Kittle will read from her novel at 7 p.m. today at Schuler Books & Music.
In addition to divorce and complex family issues — ranging from a teenager exploring her sexuality to same-sex marriage — the book is tied together with an overriding theme of the role animals play in our lives and what we can learn from them.
Kittle’s protagonist, Camden, is a veterinarian who is active in the animal rescue movement. When her husband leaves her for a younger woman, she becomes a single mom to her high-school-aged daughter, Gabriella.
The author said the idea for the book came to her one day when she was working in the garden.
“I realized I was feeling damaged, like a shelter dog. You can even discard people when you don’t want them anymore."

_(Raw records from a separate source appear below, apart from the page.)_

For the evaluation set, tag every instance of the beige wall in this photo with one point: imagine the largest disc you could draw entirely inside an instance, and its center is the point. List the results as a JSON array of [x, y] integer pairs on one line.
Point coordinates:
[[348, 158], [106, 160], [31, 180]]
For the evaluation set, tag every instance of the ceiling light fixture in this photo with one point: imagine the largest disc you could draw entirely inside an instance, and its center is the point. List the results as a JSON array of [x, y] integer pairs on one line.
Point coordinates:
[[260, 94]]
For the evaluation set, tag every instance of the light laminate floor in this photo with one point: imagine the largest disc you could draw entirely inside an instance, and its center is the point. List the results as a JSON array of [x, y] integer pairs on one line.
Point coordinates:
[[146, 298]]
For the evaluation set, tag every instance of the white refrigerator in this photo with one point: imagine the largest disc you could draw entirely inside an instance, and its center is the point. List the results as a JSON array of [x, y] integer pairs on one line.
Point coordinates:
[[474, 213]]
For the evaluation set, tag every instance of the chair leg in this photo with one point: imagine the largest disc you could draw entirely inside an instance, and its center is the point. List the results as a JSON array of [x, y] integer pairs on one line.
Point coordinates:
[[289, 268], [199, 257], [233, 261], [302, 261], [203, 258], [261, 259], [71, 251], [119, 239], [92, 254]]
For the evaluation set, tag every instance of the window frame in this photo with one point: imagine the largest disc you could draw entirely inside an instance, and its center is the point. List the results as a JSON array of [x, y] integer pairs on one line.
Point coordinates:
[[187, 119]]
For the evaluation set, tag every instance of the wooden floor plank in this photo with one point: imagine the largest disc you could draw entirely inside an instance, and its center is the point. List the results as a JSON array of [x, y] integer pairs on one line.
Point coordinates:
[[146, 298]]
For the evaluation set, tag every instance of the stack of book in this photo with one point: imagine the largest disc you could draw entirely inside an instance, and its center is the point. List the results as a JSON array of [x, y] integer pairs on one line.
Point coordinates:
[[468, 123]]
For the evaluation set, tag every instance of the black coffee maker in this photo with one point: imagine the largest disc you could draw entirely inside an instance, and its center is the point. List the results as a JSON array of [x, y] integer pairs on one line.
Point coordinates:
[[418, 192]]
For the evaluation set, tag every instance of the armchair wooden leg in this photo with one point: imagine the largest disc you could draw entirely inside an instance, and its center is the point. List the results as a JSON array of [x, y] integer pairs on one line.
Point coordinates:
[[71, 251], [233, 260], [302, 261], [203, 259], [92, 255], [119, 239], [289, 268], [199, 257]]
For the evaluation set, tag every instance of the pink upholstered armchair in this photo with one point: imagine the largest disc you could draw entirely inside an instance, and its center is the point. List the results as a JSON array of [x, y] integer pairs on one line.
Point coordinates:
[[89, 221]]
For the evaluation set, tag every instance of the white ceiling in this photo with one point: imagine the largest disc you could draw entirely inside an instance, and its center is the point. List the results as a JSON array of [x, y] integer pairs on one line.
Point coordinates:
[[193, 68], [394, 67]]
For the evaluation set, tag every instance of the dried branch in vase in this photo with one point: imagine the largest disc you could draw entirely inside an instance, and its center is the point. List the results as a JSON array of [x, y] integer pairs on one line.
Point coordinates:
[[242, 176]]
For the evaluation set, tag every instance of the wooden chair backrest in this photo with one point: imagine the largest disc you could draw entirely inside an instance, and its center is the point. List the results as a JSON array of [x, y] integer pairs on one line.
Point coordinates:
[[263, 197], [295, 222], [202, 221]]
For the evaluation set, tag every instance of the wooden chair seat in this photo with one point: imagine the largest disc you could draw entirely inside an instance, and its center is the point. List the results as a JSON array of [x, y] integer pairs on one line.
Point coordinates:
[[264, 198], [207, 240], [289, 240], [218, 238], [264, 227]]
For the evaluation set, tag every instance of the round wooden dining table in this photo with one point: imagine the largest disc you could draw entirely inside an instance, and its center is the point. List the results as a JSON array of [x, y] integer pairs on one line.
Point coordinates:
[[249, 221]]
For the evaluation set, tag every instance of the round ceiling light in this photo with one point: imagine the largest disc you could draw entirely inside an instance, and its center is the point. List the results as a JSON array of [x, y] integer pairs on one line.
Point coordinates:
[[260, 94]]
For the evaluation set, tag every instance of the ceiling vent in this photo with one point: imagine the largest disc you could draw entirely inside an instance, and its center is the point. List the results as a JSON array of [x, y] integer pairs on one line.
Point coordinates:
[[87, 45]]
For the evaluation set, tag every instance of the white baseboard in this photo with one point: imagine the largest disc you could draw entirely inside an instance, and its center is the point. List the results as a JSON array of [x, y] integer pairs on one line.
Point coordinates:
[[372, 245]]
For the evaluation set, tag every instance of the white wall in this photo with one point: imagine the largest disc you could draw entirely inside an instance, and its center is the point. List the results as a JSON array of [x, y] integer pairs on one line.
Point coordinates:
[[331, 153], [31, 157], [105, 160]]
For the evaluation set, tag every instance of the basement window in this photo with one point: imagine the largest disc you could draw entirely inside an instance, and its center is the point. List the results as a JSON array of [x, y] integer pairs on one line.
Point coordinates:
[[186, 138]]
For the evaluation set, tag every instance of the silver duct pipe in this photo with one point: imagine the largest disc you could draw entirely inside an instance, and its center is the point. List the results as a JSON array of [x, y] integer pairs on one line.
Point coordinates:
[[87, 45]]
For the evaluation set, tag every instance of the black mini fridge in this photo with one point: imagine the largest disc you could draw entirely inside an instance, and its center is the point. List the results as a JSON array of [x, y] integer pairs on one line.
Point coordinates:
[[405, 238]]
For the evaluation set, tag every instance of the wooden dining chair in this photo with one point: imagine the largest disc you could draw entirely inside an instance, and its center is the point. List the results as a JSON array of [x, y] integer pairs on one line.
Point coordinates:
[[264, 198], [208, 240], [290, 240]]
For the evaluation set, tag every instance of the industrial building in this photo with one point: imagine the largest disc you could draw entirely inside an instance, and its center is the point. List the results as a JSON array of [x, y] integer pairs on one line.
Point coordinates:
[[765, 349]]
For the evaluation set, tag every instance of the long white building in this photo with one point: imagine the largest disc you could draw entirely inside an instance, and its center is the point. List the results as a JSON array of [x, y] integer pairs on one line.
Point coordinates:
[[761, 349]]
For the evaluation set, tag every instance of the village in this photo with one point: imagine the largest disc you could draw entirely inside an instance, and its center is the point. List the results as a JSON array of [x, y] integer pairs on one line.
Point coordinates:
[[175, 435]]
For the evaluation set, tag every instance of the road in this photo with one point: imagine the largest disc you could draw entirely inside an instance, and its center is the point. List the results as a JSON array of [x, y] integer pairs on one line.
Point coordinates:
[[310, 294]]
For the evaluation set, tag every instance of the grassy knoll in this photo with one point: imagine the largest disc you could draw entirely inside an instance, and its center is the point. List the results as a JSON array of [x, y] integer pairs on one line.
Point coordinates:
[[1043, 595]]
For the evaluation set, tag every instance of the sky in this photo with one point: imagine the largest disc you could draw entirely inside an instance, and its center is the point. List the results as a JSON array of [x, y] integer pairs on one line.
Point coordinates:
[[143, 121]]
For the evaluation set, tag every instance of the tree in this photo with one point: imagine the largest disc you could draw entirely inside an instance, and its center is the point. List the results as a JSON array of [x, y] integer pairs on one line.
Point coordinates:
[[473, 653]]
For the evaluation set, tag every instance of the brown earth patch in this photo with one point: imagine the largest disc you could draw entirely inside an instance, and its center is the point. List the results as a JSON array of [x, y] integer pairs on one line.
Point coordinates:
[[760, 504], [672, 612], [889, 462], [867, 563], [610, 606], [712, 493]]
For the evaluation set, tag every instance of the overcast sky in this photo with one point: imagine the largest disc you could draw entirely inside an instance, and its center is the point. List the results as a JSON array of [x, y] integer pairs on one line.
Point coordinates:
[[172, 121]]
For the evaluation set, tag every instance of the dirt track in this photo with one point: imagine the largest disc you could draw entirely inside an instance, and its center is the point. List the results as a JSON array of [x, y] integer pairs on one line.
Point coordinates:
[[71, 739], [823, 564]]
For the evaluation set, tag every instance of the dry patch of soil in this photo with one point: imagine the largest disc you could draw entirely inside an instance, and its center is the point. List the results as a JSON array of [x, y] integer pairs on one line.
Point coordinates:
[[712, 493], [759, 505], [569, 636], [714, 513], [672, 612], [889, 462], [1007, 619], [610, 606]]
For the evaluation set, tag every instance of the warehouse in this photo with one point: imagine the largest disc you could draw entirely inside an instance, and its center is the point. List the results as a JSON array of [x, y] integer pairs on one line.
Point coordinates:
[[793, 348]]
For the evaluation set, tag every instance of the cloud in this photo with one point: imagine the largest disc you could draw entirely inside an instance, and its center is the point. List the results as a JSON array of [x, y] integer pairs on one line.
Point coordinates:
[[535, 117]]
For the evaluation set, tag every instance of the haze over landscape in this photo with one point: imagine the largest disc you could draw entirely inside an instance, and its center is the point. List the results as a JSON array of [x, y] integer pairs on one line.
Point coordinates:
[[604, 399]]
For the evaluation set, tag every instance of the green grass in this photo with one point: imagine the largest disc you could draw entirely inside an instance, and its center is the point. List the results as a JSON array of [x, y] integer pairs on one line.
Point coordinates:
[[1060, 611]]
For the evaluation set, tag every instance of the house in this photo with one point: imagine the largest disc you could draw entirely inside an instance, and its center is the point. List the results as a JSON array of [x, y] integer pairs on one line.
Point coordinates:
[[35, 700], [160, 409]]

Early in the book, after several disturbing animal interventions, rescue animals become a part of Camden’s life and offer her lessons in survival and coping.
“There is so much we can learn from them,” Kittle said. “Animals are so much in the moment. They don’t long for things from the past. They’re a complete honesty.”
In Kittle’s book, dogs, cats, goats, burros and horses are the teachers: “The threelegged cat doesn’t pretend it has all four — it just adapts.”
Kittle said when she completed her first manuscript for “Blessing,” it was too autobiographical and the former man in her life was portrayed as a total cad.
“My editor said I made it so real that (the fictional husband) was actually my ex. I needed him not to be my ex.”
Like many authors, Kittle can’t remember a time when she wasn’t writing. “I’d write stories about my dolls,” she said of her early work.
Although Kittle has not published any short stories, she often writes a short story first about the novel she is preparing.
“I also will work on short stories to exercise my craft," she said. "They are very hard to write.”
Kittle said all of her books have contemporary social issues intertwined with the plots; her next book will explore the new face of homelessness in America. She is also completing a young adult novel, a mystery with a strong female heroine.
Kittle said the year she spent as a gypsy taught her some lessons about materialism.
“Your relationship to possessions really changes,” she said.
What hasn’t changed is her relationship to animals.
“I have a fabulous cat. It’s amazing how cats find you.”